In Chari et al., the authors' failure to account for multiple testing or to provide some estimate of the FDR drastically diminishes the value of their findings. The authors use a Mann-Whitney U statistic (a non-parametric test) on each tag to calculate the p-value for the null hypothesis that never smokers are the same as current smokers. The authors restrict their testing to tags with a "mean tag count of ≥20 tags per million (TPM) in at least one of never, former or current smoker SAGE libraries". This introduces a bias by pre-selecting tags for testing based on criteria that includes the variable being tested (in this case, smoking status). This bias could be reasonably addressed by filtering using a criterion of a mean expression of 20 TPM across all libraries.
In any event, this filter produces a reduced test set of 8,148 tags to which the statistic is applied. The authors select those tags with p ≤ 0.05 and then apply a fold-change criterion of ≥2. Before more fully exploring the central issue of multiple testing, it should be briefly mentioned that the fold-change criteria is somewhat dubious. It is easier for tags with low counts to meet this threshold than for those with higher counts. For example, assuming libraries consisting of 100,000 tags, a count of 1 versus a count of 3 represents a 3-fold change (p = 0.62, χ2-test), while the more significant difference of a count of 50 versus a count of 75 represents only a 1.5-fold change (p = 0.032, χ2-test). This is a concern when using a non-parametric test like the Mann-Whitney U with SAGE, since the relative rank of expression rather than the actual difference is used to provide statistical inference.
To demonstrate the larger problem of multiple testing, I compared the number of tags that meet a given threshold p-value in the actual dataset against the average number obtained from the null dataset in order to estimate the FDR. One must also use the number of results found prior to the use of a post hoc filter like fold-change, and I do so here. It's not clear from Chari et al. whether all 8,148 tags or a smaller number representing a minimum of 20 TPM in only the never or current smoker groups were used. In my estimates of the FDR, I use the more generous assumption of the latter (7,764 tags). Of these, 885 tags have p ≤ 0.05 and 609 of these pass the fold-change filter. When this identical analysis is applied to the null dataset, 7,406 tags are expressed at a mean of 20 TPM in either the never or current smoker groups. Of these, 418 tags have p ≤ 0.05 and 195 of these pass the fold-change filter. Therefore, we can estimate the FDR as 418/885 = 47.2%. This means that, at a minimum, nearly half of the authors' findings are false positives. The true FDR will be higher due to the initial biased filter of group-specific expression of ≥20 TPM and still higher in the reduced set of 609 tags because of the bias introduced by the fold-change filter.
Estimated false discovery rate (FDR) of null hypotheses using different combinations of the three groups
p ≤ 0.05
fold-change ≥ 2
p ≤ 0.05
fold-change ≥ 2
N = C
N = F
F = C
(N, F) = C
N = (F, C)
(N, C) = F
There do appear to be changes that correlate with the individual groups, since the estimated FDR is well below 100%. However, the differences are clearly difficult to distinguish from random variation in the dataset and most certainly do not support the irreversible/reversible dichotomy imposed by the authors.
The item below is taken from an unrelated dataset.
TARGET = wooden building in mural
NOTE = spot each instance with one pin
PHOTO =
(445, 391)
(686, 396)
Most likely, there are other explanatory variables that would better explain the structure of the data. If such covariates were even weakly correlated with smoking status, they may well produce the results shown in this correspondence. In fact, several enticing variables are listed in the authors' own sample descriptions: age, pack-years, lung function, and years since quitting.
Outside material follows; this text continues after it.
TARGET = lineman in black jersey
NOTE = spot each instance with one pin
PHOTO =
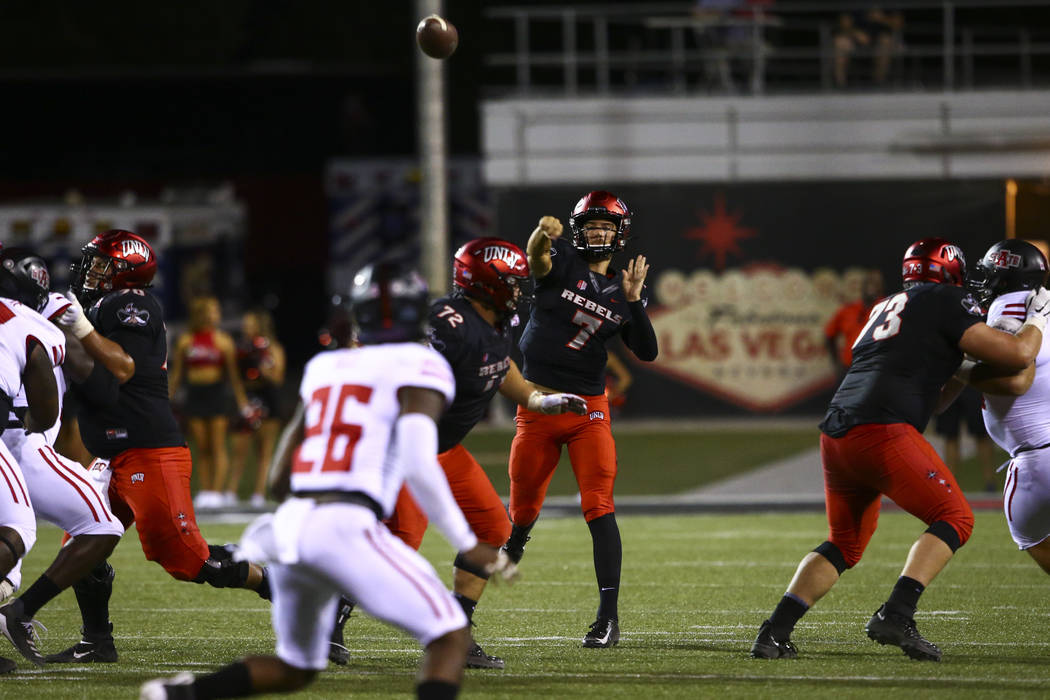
(872, 443)
(118, 360)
Supervised clustering of never, former, and current smoker profiles
Chari et al. use a technique they refer to as "supervised clustering". Dupuy and Simon describe this approach as the "most common and serious flaw" when performing class discovery . Specifically, one cannot state that clusters corresponding with a variable (i.e. smoking status) are meaningful if the input genes were selected for a correlation with the same variable. In Chari et al., the authors cluster the 609 tags selected based on their differential expression between never and current smokers. Since the tags were selected based on this very property, it is not surprising that distinct clusters emerge; however, these clusters are not meaningful.
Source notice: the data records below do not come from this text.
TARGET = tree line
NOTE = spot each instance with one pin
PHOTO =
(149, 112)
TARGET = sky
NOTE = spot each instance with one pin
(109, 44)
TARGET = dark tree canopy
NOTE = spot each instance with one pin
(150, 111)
For these reasons, this section of the authors' results is almost meaningless. The little inference that can be made actually indicates a situation at odds with the authors' stated conclusions. Hierarchical clustering and principal component analysis are powerful techniques in class discovery and, as alluded to previously, would have been better applied at the beginning of the authors' paper in an unsupervised manner on an unbiased set of data that does not consider smoking status.
Although the key concerns have been described above, a number of additional issues with the authors' selection of irreversible and reversible genes, as well as the RT-PCR validation efforts, were removed for brevity. These have been included as a supplementary document (see Additional File 1).
Large-scale data analysis is not trivial and flaws are often found in the published literature. It is unfortunate that this perceived complexity and unreliability of large data set analyses have caused many to be wary of gene expression studies when they hold so much potential to provide new insights. Many of the pitfalls of a large-scale analysis can be avoided by keeping a few basic tenets in mind. The data as presented supports the idea that changes to gene expression occur as a result of active smoking, but provides no compelling evidence that these changes persist once an individual has quit. Given that this study was widely publicized, these critical shortcomings become even more important to communicate. This is not to say that such permanent changes do not exist, or that such changes are not identifiable from the dataset the authors use. However, my perspective is that Chari et al. requires major revisions to support their stated conclusions or to consider the work as a basis for decision making in the design of future research.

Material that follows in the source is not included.